I lost £32,000 in trade after DRD closed the road outside my shop
The Department for Regional Development (DRD) has been accused of breaking its own rules after closing a road in the run-up to Christmas and leaving an established trader over £32,000 out of pocket.
The closure appeared to go against stated DRD policy and left North Down grocer Paul McLarnon bereft of customers during the busiest time in the retail calendar.
Mr McLarnon is now seeking compensation from the department — and even Alex Attwood, the Environment Minister, said he believed the businessmen may have a case.
Mr Attwood's Department of the Environment (DoE), along with the DRD and the Department for Social Development (DSD), are jointly tasked with helping ease the plight of the province's small traders and private retailers.
Mr McLarnon's financial woes emerged during an inaugural Town Centre Summit on Tuesday involving members of the three departments and scores of representatives of the local retail industry.
The Stormont meeting was called to discuss a 50-point plan, drawn up by Northern Ireland Independent Retail Trade Association (NIIRTA), to save the high street.
Mr McLarnon said he was only informed of the road closure in the Donaghadee/Windmill Roads area of Bangor the day before it happened.
During the summit, the 57-year-old told the panel — which included Mr Attwood, Social Development Minister Nelson Mc Causland and senior DRD officials — that he had made an application to DRD for reimbursement for his losses during the eight weeks that business was hit.
“In total we lost £32,000 in turnover during the eight weeks the roadworks were being carried out,” said Mr McLarnon.
“Our profit has dropped by 20% over the last five years, so the disruption caused by resurfacing the road at that time was particularly painful.”
It then emerged that Roads Service had placed an embargo on planned roadworks in the run-up to Christmas last year.
Responding to the father-of-two, Mr Attwood, who stressed that he wasn’t giving legal advice, said: “You could have a case for compensation. There could be some issue there.”
Mr McLarnon told the Belfast Telegraph he spoke with a Roads Service senior official after the summit ended.
“I was told that on the point of compensation the Roads Service is a bit like the Bible; The Lord giveth and The Lord taketh away,” Mr McLarnon said.
“He said that people who have frontages on the road enjoy a privilege, but not a right, and that has been established.

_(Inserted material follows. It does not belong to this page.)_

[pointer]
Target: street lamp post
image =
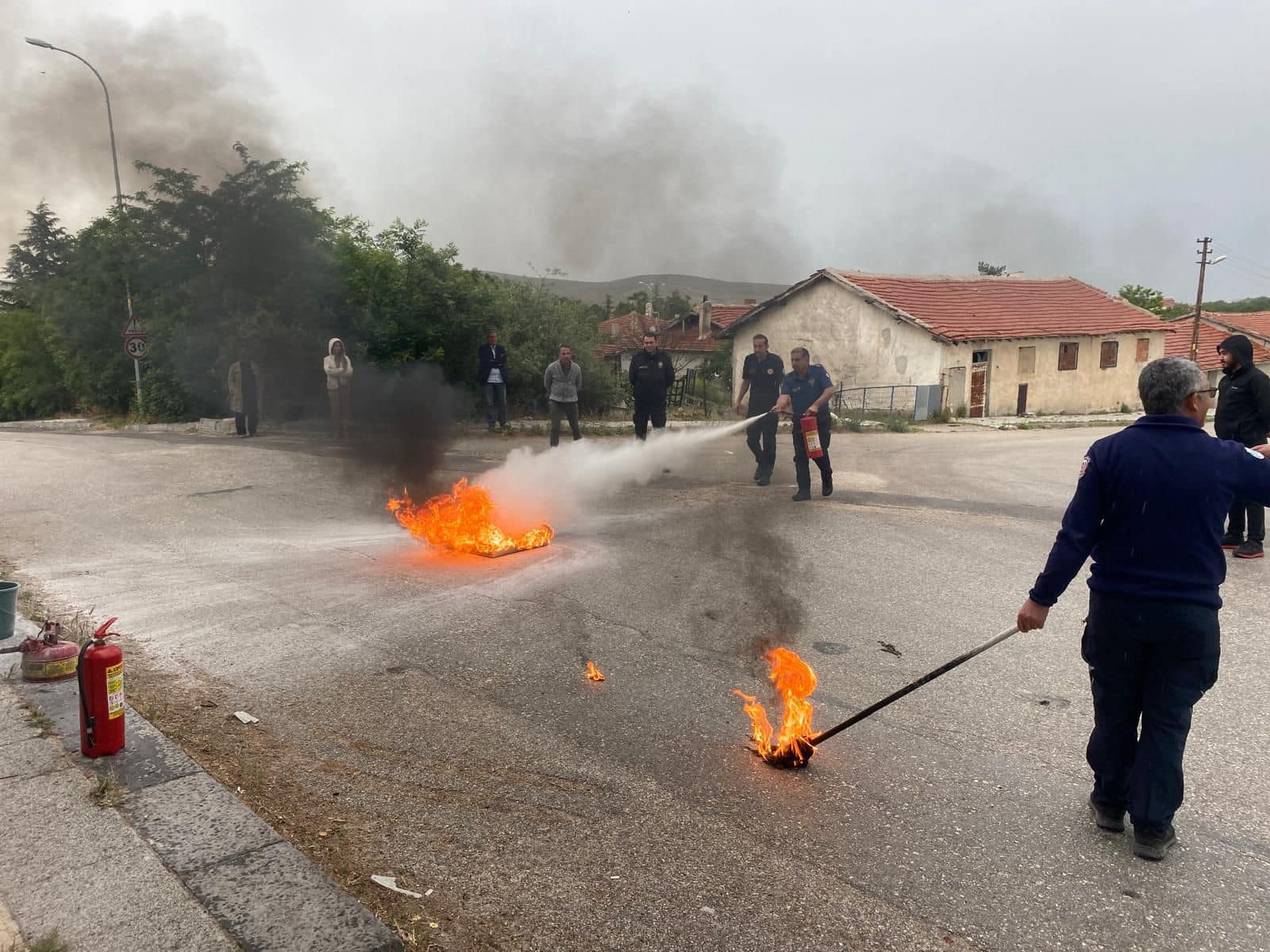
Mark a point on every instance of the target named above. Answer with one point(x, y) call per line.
point(118, 190)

A spokeswoman said DRD Roads Service had placed an embargo on planned roadworks on major routes into Belfast, Bangor and Lisburn to facilitate Christmas traffic last year.
Story so far
Experts have predicted that 2,000 local shops face closure this year prompting a summit to try and save the high street. NIIRTA — which represents 1,300 traders — also published a report, called Town Centre First, which it believes contains 50 solutions to problems the industry is facing. Bangor businessman Paul McLarnon was among those who attended this week’s gathering at Stormont, describing the difficulties that small retailers face.